This repository documents the limits of static Retrieval-Augmented Generation (RAG) systems by isolating and evaluating each boundary in the pipeline: ingestion, retrieval, and ranking.
Across multiple controlled experiments, we see that many RAG failures originate before generation — and often before retrieval even runs.
This repository is a systems-level synthesis of several focused experiments that analyze static RAG pipelines, defined as systems where:
- documents are chunked once
- embeddings are fixed
- retrieval behavior is non-adaptive
- ranking is applied once per query
- generation consumes a fixed context window
No agents. No memory.

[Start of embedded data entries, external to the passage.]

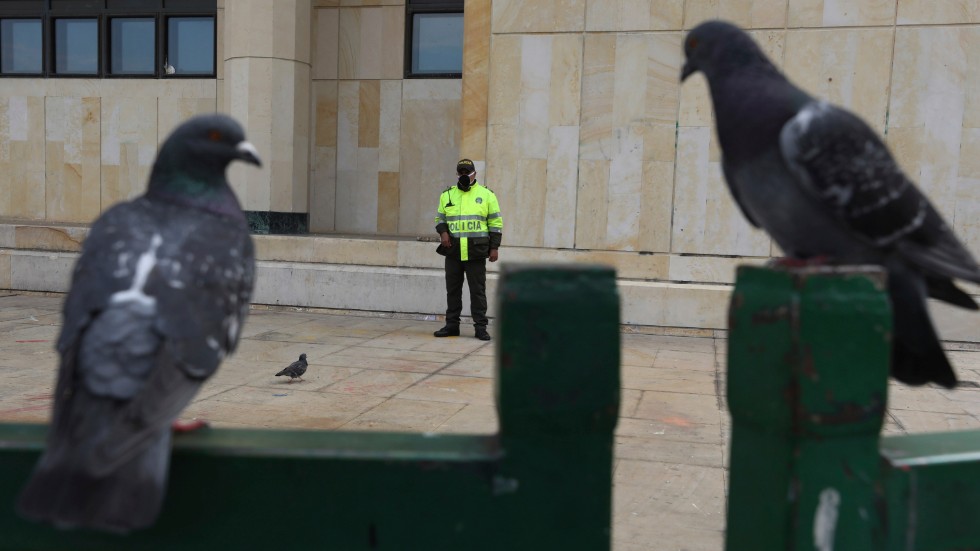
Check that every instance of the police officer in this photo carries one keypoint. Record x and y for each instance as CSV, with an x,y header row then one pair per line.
x,y
470,227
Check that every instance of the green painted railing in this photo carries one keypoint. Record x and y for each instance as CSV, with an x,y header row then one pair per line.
x,y
543,482
808,365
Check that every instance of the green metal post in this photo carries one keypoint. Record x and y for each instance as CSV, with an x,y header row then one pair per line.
x,y
544,482
933,485
807,386
550,411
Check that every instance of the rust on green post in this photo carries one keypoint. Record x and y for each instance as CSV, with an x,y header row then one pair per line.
x,y
807,387
543,482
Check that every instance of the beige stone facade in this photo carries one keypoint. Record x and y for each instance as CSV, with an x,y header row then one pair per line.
x,y
572,110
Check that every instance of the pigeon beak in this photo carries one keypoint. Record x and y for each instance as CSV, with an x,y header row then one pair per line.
x,y
688,70
246,152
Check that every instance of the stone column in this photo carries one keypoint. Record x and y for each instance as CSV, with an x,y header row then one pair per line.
x,y
266,58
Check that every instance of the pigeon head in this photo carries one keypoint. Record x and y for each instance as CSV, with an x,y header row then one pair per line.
x,y
716,48
195,156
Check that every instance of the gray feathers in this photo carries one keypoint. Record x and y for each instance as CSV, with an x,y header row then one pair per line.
x,y
158,298
295,369
821,183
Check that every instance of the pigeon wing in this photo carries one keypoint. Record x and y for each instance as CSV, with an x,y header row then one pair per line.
x,y
842,162
202,289
152,350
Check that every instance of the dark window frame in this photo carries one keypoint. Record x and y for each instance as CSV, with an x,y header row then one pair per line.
x,y
44,32
49,46
104,10
415,7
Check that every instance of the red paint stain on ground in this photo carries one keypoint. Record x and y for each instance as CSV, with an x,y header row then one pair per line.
x,y
24,409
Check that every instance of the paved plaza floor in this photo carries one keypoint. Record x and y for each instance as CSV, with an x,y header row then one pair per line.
x,y
379,373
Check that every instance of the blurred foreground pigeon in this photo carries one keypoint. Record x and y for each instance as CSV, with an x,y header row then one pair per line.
x,y
295,369
822,184
158,298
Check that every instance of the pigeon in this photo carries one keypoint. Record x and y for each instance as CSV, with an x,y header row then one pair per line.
x,y
157,300
295,369
823,185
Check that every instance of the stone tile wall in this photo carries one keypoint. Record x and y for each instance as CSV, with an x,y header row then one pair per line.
x,y
383,147
71,148
592,143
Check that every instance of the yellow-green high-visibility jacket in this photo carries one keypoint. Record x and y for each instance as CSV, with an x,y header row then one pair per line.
x,y
473,220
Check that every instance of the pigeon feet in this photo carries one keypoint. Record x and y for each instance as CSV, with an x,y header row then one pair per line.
x,y
790,262
182,426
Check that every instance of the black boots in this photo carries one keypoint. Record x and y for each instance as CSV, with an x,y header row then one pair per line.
x,y
453,331
448,331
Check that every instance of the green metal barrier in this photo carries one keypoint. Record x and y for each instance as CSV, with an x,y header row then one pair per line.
x,y
543,482
807,390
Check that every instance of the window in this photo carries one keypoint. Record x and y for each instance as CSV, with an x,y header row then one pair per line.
x,y
132,45
190,45
434,39
108,38
20,47
76,46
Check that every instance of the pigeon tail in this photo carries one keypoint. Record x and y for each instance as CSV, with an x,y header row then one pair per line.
x,y
917,354
68,496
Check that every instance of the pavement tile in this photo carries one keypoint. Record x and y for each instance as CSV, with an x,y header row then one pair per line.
x,y
472,419
471,366
350,358
452,388
375,383
443,358
405,416
668,380
678,409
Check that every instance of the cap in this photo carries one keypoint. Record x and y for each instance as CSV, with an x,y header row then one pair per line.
x,y
465,165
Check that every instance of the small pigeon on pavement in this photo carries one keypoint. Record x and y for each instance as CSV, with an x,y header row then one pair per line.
x,y
157,300
295,369
822,184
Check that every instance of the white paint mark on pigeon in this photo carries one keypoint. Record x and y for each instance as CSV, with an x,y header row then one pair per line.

No adaptive control flow.
Only frozen pipelines under controlled variation.
Static RAG systems fail for reasons that are often misattributed:
- ❌ “The model hallucinated”
- ❌ “The retriever is weak”
- ❌ “The embeddings aren’t good enough”
This body of work shows that failures more often arise from:
- evidence never being representable as a single unit
- relevant chunks existing but appearing too deep to retrieve
- ranking saturating due to poorly formed chunks
These are structural failures, not model failures.

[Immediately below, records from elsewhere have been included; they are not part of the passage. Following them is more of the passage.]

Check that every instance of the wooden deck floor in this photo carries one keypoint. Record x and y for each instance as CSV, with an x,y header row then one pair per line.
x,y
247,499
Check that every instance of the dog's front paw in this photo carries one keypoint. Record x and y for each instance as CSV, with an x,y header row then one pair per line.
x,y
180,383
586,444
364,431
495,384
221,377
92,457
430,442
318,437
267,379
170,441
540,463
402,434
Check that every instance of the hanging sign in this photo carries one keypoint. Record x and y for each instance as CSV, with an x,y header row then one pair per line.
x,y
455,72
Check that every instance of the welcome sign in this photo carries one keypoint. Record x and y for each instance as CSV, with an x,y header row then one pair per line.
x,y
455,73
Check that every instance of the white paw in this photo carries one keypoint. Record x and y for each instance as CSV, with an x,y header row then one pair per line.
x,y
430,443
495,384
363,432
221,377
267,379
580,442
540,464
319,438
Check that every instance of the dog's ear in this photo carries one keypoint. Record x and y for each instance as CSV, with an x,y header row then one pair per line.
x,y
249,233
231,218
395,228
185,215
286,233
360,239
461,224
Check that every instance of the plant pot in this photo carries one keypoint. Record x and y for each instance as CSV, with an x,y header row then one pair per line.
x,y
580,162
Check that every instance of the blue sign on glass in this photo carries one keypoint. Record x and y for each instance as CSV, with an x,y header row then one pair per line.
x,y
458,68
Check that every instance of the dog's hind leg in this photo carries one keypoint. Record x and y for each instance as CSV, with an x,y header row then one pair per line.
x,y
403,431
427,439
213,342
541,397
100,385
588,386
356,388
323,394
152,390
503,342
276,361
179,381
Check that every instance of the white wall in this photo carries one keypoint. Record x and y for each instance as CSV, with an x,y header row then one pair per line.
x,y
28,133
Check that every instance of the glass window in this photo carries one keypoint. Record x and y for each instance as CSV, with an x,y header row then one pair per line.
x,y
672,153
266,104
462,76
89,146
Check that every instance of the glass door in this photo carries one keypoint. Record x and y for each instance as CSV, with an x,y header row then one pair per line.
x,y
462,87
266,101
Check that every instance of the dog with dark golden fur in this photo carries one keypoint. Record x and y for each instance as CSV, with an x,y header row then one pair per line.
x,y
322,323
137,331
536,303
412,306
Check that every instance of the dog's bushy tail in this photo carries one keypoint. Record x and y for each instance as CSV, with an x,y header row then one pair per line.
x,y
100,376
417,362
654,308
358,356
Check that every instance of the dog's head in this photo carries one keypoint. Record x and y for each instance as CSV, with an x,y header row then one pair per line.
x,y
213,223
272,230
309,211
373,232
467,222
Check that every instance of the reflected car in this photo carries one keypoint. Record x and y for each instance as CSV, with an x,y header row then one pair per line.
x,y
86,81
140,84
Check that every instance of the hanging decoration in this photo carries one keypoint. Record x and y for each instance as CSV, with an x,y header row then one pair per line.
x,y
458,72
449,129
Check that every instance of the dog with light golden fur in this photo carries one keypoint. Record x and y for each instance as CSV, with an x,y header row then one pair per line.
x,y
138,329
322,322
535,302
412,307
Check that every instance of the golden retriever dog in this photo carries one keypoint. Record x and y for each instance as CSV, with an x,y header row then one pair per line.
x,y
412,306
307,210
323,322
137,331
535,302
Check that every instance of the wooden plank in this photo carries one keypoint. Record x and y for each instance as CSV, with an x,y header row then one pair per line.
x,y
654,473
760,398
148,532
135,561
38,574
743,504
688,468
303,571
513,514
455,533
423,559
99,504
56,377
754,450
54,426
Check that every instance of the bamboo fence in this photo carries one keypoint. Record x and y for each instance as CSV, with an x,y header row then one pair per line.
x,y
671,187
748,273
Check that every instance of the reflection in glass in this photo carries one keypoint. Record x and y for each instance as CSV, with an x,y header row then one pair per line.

This repository organizes results by system boundary, not chronology.
Each boundary is evaluated in isolation, with all others frozen.
Repo:
rag-minimal-control
Boundary isolated: End-to-end RAG correctness under minimal assumptions.
What it establishes: A smallest-possible RAG system that can still fail in meaningful ways.
Key insight: A system can be architecturally correct yet fail most questions due to evidence starvation — without hallucination.
Repo:
rag-retrieval-eval
Boundary isolated: Evidence surfacing, independent of generation.
What it establishes: Whether relevant evidence exists and whether it appears within Top-K can be measured explicitly.
Key insight: Many failures are retrieval-depth failures, not absence of evidence.
Repo:
rag-hybrid-retrieval
Boundary isolated: Recall behavior under different retrieval signals.
What it establishes: Lexical and semantic retrievers surface complementary evidence.
Key insight: Hybrid retrieval improves surfacing but does not eliminate ranking depth or representability issues.
Repo:
rag-reranking-playground
Boundary isolated: Evidence prioritization after retrieval.
What it establishes: Reranking improves ordering but cannot recover missing or fragmented evidence.
Key insight: Ranking saturates when chunking is misaligned with question structure.
Repo:
rag-chunking-strategies
Boundary isolated: Document ingestion and representability.
What it establishes: Chunking determines which questions are even answerable as single-context queries.
Key insight: Changing only the chunking strategy causes questions to transition between:
- Atomic
- Structural
- Compositional
- Unanswerable
Retrieval quality becomes irrelevant when no coherent chunk exists.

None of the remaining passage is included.